[Egyptian] Some general considerations

Sat Jul 23 18:12:18 BST 2016

Hello everyone

*Third*
>
> And your solution is a good one — I have absolutely no doubt — as long as
> you do not want to *search* for the relative position of signs with respect
> to one another. This is however a piece of information that is, like it or
> not, part of the ‘orthographic’ system of ancient Egyptian and to which we
> want to have access (see further Simon’s mail earlier this week).
>

In general, the spatial distribution of signs (i.e. the "grouping") has *no
meaning at all* in Egyptian. No semantic, phonological, or morphological
information is coded in the relative position of the signs.
This is demonstrated by the texts themselves: if the relative position of
the signs were linguistically important, you would have some form of
regularity, with some combinations being possible and others being
forbidden. This is not the case.

Combining three signs into a group, or writing them one after the other is
linguistically exactly the same.
it is just an esthetic, a layout, matter.
Not a linguistic one.

No more than illuminated initial capital letters in medieval manuscripts.
Like these:

http://www.sothebys.com/content/dam/stb/lots/L12/L12240/256L12240_6G4Y2.jpg

They are nice, they are fancy, they are there (hundreds of thousands of
them), but they do not carry any additional linguistic information
whatsoever. Thus, there is not specific need to (and in fact they are not)
encode or represent them in unicode.

As far as I know (and please correct me if I am wrong), the only utility
that recording the position of signs could have on a practical level would
be to fill lacunas in text or to suggest alternative readings in hieratic
scripts.
But in fact, in order to find what sign could be missing in a given lacuna,
or what sign could be hidden behind a hieratic ligature, you need
dictionaries and corpora of texts where you can search for sequences of
signs *independently* form their spatial position (what signs x is attested
after sign y? whether combined in a similar group or not?), you don't need
to code anything in unicode. It can be a plus, but it is not indispensable.

> *1) JSesh approach*
>
>
> Sure, everything needs not be dealt with at the level of Unicode, but the
> data needed should not be hidden in the ligatures embedded in the font
> either.
>

Again, what data?
What is the *linguistic* (not graphic, not philological) information
carried by groups that is so important to code?

Perhaps this question has been already asked, but honestly so far I haven't
heard or read any convincing answer, and I haven't seen any common example
(i can exclude there could be some uncommon case, i obviously have not seen
all the egyptian texts existing in the world) where the position of a sign
in respect with the other signs around it carries and linguistic
information.

*2) Groups in fonts*
>
> OK, sure.

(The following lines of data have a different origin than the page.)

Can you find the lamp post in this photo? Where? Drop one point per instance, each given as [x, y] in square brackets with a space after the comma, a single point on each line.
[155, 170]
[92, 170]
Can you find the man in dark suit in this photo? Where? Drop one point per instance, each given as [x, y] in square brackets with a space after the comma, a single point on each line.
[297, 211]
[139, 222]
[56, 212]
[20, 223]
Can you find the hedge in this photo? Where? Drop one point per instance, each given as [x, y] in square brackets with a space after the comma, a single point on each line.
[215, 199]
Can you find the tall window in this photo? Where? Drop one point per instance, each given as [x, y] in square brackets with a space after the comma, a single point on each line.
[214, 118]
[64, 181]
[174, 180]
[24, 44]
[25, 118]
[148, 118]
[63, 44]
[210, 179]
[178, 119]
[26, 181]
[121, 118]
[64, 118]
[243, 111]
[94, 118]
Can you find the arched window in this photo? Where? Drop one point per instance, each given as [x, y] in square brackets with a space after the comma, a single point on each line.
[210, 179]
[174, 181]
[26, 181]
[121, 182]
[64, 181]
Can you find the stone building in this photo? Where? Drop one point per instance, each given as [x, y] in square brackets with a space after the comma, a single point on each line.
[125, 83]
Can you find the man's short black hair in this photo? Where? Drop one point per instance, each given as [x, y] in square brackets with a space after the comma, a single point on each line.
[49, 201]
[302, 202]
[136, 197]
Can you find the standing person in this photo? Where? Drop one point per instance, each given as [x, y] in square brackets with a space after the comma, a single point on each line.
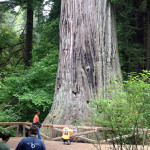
[36, 122]
[5, 138]
[31, 142]
[66, 132]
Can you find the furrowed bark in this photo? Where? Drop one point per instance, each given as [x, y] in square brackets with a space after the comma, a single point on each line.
[88, 58]
[29, 35]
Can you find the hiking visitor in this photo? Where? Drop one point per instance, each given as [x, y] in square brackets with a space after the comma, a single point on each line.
[31, 142]
[5, 138]
[37, 122]
[66, 132]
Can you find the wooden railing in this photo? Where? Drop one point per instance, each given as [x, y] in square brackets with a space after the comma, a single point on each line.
[80, 135]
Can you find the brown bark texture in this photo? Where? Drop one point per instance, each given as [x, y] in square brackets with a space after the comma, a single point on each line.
[29, 35]
[88, 58]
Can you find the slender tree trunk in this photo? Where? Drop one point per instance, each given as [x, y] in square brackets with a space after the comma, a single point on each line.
[88, 58]
[29, 35]
[148, 35]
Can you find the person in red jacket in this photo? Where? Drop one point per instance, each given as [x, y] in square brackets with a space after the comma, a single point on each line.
[36, 122]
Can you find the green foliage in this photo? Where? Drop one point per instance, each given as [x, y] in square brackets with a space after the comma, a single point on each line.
[25, 90]
[31, 89]
[126, 109]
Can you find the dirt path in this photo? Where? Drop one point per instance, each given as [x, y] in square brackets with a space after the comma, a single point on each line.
[51, 145]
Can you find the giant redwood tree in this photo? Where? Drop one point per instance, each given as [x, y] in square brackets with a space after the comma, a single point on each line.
[88, 58]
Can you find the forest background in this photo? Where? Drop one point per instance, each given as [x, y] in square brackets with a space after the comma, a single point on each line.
[28, 66]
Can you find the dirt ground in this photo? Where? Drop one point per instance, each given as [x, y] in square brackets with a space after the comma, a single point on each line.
[51, 145]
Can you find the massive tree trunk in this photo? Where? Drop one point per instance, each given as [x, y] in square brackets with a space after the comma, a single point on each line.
[29, 35]
[148, 35]
[88, 58]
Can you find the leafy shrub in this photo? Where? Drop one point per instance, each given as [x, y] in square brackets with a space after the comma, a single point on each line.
[126, 110]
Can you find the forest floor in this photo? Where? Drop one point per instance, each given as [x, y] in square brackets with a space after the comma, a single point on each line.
[51, 145]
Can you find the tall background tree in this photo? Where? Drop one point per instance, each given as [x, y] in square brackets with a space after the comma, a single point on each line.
[88, 58]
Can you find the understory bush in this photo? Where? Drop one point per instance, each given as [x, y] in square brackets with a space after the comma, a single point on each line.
[125, 112]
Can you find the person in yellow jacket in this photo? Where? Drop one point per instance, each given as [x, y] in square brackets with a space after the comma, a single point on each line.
[66, 132]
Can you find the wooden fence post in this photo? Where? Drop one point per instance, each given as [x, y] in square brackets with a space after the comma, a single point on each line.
[51, 133]
[17, 131]
[24, 131]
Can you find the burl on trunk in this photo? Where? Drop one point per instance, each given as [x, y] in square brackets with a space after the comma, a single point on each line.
[88, 58]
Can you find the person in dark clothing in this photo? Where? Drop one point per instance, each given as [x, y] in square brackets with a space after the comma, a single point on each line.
[31, 143]
[36, 121]
[5, 138]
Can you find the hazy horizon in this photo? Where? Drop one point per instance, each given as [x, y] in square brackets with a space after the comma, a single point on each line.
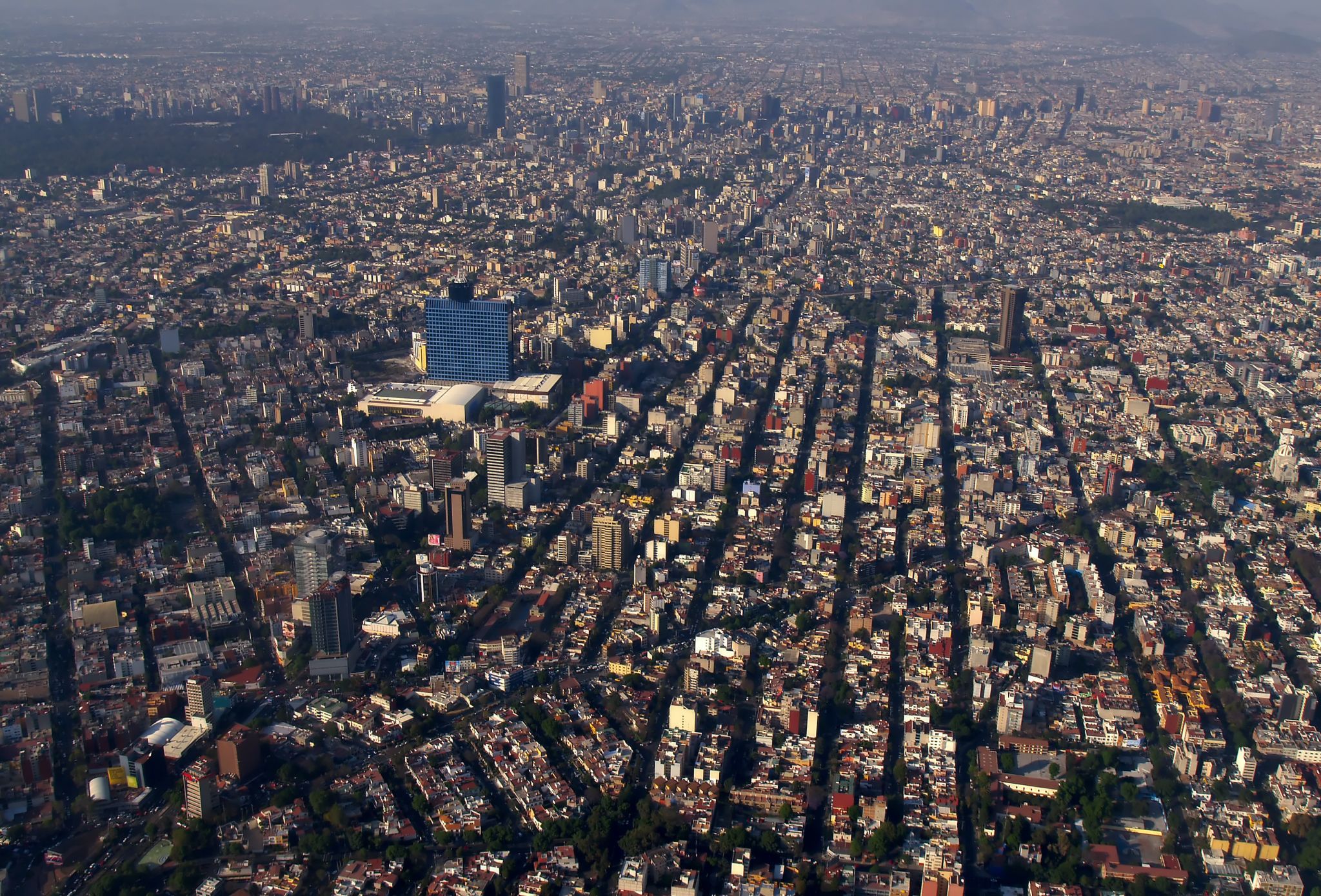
[1197, 17]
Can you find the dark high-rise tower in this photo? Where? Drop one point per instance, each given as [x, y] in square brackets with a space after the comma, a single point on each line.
[41, 105]
[1012, 301]
[459, 517]
[496, 93]
[331, 612]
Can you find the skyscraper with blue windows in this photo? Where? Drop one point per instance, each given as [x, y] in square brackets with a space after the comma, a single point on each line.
[654, 273]
[468, 339]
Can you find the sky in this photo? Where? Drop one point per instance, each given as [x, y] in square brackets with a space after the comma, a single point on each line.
[1218, 19]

But then again control characters have the advantage of being
> explicit about the relative position of signs when a group is not in a
> font: how would you proceed for storing such an information, as a lay user,
> when using ligatures? (this is a real question, nothing ironic here).
>

I am not sure I understand your question: the information about the spatial
distribution is already coded in the ligature. the ligature IS the
information.
And if the ligature does not exist, it takes (literally) 30 seconds to
create it within a font. And with a common database and a common font of
reference, if would be extremely easy to create a common shared table of
ligatures that will allow everyone to see exactly the same groups (or
alternatively if i write my text with the font x with the ligature x, it
would be enough to embed the font itself in the text file (there are
various ways to do so), because everyone would be using the same font or at
least the same set of ligatures.

> *3) the 4 “small sign in the corner of big sign” control characters.*
>
> I’m glad to see that your solution is exactly the same as the one we
> suggest! Indeed, there are logically 2 ‘variables’ (Top vs Bottom and
> Left-Right), if the sequence of signs indicates the Left-Right
> unambiguously (like in your example), then we only need to encode
> explicitly the Top vs Bottom, of course. This is basically how we
> represented things with Michael at the pub.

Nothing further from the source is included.